Unfortunately, instead of answering the farmers’ concerns, the government is pushing the process through, ignoring farmers, industrialists, provincial governments etc.

The farmers’ dislike for VAT is based upon fears that it would burden the sector with additional 30 per cent taxation – 15 per cent tax on inputs and 15 per cent on outputs – pushing the cost of production correspondingly. This would turn the sector uncompetitive on international and regional markets.

It is also the all-embracing nature of VAT that creates fears among the farmers. They know that VAT would take out exemptions that have so far saved small farmers – who, incidentally, are over 90 per cent of the growers. Most of these farming families are already living on, or below, the poverty line. The VAT would only push them down the line, creating a social chaos in hitherto poor but peaceful rural areas.

The VAT now threatens to end that social safety net of small farmers. That is what makes it politically and socially more sensitive issue.

Why government wants to impose a tax on produce, which is purely meant for value addition. It generates additional fears, and trust deficit between government and people make the matter worse. As reflected by the name, the VAT taxes value addition, not produce. The government plans to bring even agriculture produce – cotton, to begin with – this only makes the farmers nervous about the tax itself, and the government planning.

In VAT regime, all stakeholders of value-addition chain pay tax at every stage and recover it from the buyers, ultimately burdening the end consumer. In case of cotton, the end consumer is a European or American citizen. How would the farmers recover their tax, even if they pay. So is the case of rice, which is an overwhelmingly export crop.
“The farmers may be able to recover money in case of vegetable, which are sold in domestic market but recovering money from foreign buyers is a question mark,” says Shahid Kardar – former provincial finance minister. The farmers would have problem recovering their money in case of cotton and rice. What makes the VAT case scarier for farmers is that payment is certain and collection is not. The VAT would definitely increase their cost of production, but recovery process of their money is not as clear as collection, he says.

The farmers also wonder for whose benefit the government is slapping the VAT on their sector. The sector is already absorbing 44 per cent of country’s labour forces,95 per cent poor farmers who own less than 12.5 acres of land and 40 per cent of population living below the poverty line. All these people would drop down the poverty line once the VAT regime takes hold. Who would then benefit? It would certainly not benefit farmers who would pay more and earn less.

The utilisation of tax money has never inspired confidence among people to pay. No one is satisfied with the way government squanders tax payers’ money to benefit a small class of politicians, bureaucrats and their cronies. Widespread individual and institutional corruption does not encourage people to pay taxes, leave alone higher taxes for official corruption.

They also question where these loans are being spent, which make implementation of the VAT necessary.
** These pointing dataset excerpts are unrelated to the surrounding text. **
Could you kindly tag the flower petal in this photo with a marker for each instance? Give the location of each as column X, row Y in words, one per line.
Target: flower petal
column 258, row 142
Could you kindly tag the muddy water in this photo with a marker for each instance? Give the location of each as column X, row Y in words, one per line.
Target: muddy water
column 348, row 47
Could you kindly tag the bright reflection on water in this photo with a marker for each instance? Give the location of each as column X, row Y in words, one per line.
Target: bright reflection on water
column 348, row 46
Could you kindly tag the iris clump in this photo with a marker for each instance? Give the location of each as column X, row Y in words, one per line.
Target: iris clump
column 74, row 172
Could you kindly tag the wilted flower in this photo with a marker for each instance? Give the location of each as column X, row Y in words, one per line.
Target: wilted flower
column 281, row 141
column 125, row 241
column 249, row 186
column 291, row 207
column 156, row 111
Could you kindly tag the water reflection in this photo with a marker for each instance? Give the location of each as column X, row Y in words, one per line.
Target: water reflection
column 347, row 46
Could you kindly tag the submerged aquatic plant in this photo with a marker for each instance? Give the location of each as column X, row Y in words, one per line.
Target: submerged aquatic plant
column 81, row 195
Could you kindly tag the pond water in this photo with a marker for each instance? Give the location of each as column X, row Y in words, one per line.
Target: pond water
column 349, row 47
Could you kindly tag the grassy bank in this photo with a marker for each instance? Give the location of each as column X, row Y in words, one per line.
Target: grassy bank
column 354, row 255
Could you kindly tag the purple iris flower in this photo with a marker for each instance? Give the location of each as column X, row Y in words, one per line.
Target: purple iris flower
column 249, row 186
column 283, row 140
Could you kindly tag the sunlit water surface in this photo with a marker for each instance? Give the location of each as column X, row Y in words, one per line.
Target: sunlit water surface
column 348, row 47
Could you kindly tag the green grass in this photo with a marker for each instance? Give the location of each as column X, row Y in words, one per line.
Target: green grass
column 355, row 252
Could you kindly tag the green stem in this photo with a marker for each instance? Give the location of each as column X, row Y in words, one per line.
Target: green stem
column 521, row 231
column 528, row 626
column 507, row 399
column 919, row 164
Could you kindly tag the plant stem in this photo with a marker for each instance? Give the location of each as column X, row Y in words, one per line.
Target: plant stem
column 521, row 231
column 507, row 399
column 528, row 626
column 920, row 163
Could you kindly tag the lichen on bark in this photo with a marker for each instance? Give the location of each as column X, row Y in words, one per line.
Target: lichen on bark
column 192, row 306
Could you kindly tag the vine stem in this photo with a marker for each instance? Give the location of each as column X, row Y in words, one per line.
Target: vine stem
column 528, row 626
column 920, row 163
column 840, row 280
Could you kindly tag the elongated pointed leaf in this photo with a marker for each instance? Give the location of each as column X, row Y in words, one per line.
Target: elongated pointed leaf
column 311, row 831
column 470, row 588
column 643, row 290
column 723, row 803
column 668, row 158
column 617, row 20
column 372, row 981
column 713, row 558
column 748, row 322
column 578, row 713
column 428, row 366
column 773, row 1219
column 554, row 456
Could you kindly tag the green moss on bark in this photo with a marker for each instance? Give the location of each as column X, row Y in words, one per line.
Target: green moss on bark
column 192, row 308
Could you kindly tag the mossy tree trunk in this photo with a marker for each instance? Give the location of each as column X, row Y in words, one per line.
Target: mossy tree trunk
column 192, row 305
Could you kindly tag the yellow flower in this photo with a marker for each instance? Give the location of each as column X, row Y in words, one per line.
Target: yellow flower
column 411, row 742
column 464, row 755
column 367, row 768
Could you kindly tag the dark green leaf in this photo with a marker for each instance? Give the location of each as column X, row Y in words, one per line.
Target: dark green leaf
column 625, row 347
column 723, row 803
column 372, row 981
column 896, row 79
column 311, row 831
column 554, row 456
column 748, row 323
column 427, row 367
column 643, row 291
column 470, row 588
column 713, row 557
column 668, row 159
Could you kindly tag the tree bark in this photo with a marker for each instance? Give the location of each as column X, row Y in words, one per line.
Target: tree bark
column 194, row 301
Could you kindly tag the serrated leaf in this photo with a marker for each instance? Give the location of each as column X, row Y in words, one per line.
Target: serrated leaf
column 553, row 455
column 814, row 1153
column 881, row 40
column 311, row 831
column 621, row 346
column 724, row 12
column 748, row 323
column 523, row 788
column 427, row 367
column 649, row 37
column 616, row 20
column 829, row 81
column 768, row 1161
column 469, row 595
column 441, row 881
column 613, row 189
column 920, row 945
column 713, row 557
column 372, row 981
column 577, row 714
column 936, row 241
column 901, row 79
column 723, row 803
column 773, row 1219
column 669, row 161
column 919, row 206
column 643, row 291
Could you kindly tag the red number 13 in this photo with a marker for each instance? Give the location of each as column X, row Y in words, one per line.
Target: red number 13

Billions of dollars are being taken as loan and people’s lives are being made difficult to ensure repayment. But where are they being spent? The government has not financed even one project in the agriculture sector from over $10 billion in loans and grants it received over the last two years. But it is asking the farming community to ensure repayment of the loans it never benefited from.

They also consider the government guilty of importing a philosophy from a different set of circumstances and people and trying implant here without noting indigenous realities, and doing so with an indecent haste. Singapore took two years before implementing VAT and neighbouring India kept it on hold for one year while Australia discussed it for six years. In Pakistan, the government wants to do it in six months.

They consider the tax rate even ridiculous. Even in developed countries, like Japan, Malaysia, Switzerland, Canada and Australia, the VAT rate is not more than 10 per cent. Pakistan wants to start it with 15 per cent.

In the final analysis, the farmers want government to sit with them and discuss all ramifications that the tax would entail, take them into confidence before taking the final leap.